一是社会集团规模发展性。仰韶文化后期,郑州西山城址社会人员构成可分为生活于大规模夯土建筑中的管理者、居住在大型建筑附近的普通民众,以及作为奠基或弃置灰坑中的下层人员等三个等级。由此可知,中原地区在仰韶文化后期已经走上复杂化之路。龙山时期,陶寺社会已呈现出多层级金字塔式结构体系与鲜明的等级划分及社会权力集中。主要表现在墓区划分、墓葬等级、房屋规模、建造方法、分布特点与特殊建筑等方面,由此可认为,龙山时期的中原地区已步入复杂化社会。
二是城墙建造技术进步性。古代城墙的建造方法有堆筑、夯筑和版筑三种。堆筑是指将土层层向上堆积,在堆积的过程中对堆土稍加夯打,从而使墙体加宽加高的技术,温县徐堡和辉县孟庄两座城址是主要代表。夯筑技术可能在仰韶文化早期甚至更早已经出现,许多仰韶文化时期房屋的居住面、窖穴底部均坚实、平整,都采用夯筑技术处理过。版筑技术是指用木板做模具夯筑城墙,即在固定的模板中间填土夯实,分层分段加宽、加高墙体的方法。
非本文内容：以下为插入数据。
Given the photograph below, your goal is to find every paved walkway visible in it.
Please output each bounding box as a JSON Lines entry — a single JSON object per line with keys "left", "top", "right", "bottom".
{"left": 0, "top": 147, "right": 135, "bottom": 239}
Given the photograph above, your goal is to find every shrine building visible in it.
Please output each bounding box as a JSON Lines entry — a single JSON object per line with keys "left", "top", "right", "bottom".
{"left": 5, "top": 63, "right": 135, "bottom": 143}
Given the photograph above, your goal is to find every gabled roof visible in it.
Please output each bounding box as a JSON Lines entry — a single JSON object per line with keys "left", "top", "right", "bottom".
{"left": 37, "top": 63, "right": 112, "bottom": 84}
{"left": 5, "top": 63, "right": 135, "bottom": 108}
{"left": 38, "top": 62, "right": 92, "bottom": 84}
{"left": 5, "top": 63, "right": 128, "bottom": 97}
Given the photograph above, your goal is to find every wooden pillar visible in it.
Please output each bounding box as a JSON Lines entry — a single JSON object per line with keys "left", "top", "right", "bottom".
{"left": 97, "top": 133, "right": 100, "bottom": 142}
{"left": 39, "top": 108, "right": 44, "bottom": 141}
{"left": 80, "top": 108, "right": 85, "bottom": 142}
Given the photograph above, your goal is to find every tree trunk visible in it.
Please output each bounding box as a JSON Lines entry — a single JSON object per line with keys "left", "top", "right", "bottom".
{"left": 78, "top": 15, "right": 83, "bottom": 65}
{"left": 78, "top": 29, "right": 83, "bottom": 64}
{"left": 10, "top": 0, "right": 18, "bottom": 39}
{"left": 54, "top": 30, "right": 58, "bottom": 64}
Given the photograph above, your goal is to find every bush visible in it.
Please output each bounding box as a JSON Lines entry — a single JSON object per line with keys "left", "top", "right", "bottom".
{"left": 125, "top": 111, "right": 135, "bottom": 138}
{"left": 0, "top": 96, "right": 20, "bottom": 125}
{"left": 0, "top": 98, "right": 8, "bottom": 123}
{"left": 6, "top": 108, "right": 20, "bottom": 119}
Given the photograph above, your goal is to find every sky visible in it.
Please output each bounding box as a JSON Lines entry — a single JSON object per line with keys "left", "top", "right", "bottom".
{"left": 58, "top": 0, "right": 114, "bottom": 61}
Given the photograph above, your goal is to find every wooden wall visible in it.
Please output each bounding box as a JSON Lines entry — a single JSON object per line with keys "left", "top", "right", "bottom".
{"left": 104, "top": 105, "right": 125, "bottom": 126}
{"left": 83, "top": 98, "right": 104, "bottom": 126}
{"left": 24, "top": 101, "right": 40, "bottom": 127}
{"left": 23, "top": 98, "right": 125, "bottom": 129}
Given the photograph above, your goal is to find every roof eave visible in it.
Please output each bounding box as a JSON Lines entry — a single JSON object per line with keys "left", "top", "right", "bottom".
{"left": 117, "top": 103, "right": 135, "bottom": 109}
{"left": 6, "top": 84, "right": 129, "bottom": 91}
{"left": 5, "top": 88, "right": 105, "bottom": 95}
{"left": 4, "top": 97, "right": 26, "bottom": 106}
从郑州西山城址采用版筑方法逐层逐块筑造城垣的方法推测,至少在仰韶文化晚期,版筑技术已被熟练地运用于城垣建造。由上述可见,建造技术是在基本技术掌握与防御经验积累的基础上,同时拥有人力、物力与社会组织保障下不断进步的[13]。
三是社会螺旋发展复杂性。主要体现在部族首领的地位凸显与氏族战争的不断加剧方面。一是部族首领的地位凸显。在新石器时代聚落中,大型房屋一般是氏族首领居住、生活或进行公共活动的场所。其与一般房屋的距离可以体现首领与氏族成员之间的社会距离,房屋距离越远则社会距离越远,房屋越大则首领权力愈大。大型墓葬的墓主人也多为氏族的首领,其墓葬规模、随葬品种类和数量与一般氏族成员墓葬的差别越大,表明其生前占有财产越多,权力也越大。二是氏族战争的不断加剧。靠环壕不能抵御外来入侵、保护聚落人员和财产安全时,人们便开始探索新的防御手段、建造防御能力更强的设施。夯筑或版筑或堆筑技术的出现,使得高大的城墙成为提高整座聚落防御水平的重要设施。郑州西山城或许就是为了增强聚落防御能力,保护氏族财产和人员安全而对建立城墙的初期尝试。
四、结语
从仰韶时期到龙山时期,中原地区的聚落发生巨大变化,中原地区的聚落规划由仰韶时期的圆形环壕发展为龙山时期的近似方形的城墙。仰韶时期的房屋建造精细化、聚落规模差异化、聚落布局多中心化、社会形态的复杂化趋势,与龙山时期聚落的规模与范围、布局与规划、产生与使用进行比较,可以得出中原地区城墙建造技术的进步、社会集团规模的发展与社会的螺旋复杂发展。社会集团的规模发展与社会形态的复杂发展,其结果都极大地改变了仰韶时期的聚落规划,使之由圆形环壕发展为龙山时期的近似方形的城墙,以更加适应氏族战争不断加剧的状况。其关键是增强聚落防御能力、保护氏族财产和人员安全以及部族首领的地位凸显,也集中体现了仰韶时期到龙山时期政治秩序与集权控制的嬗变。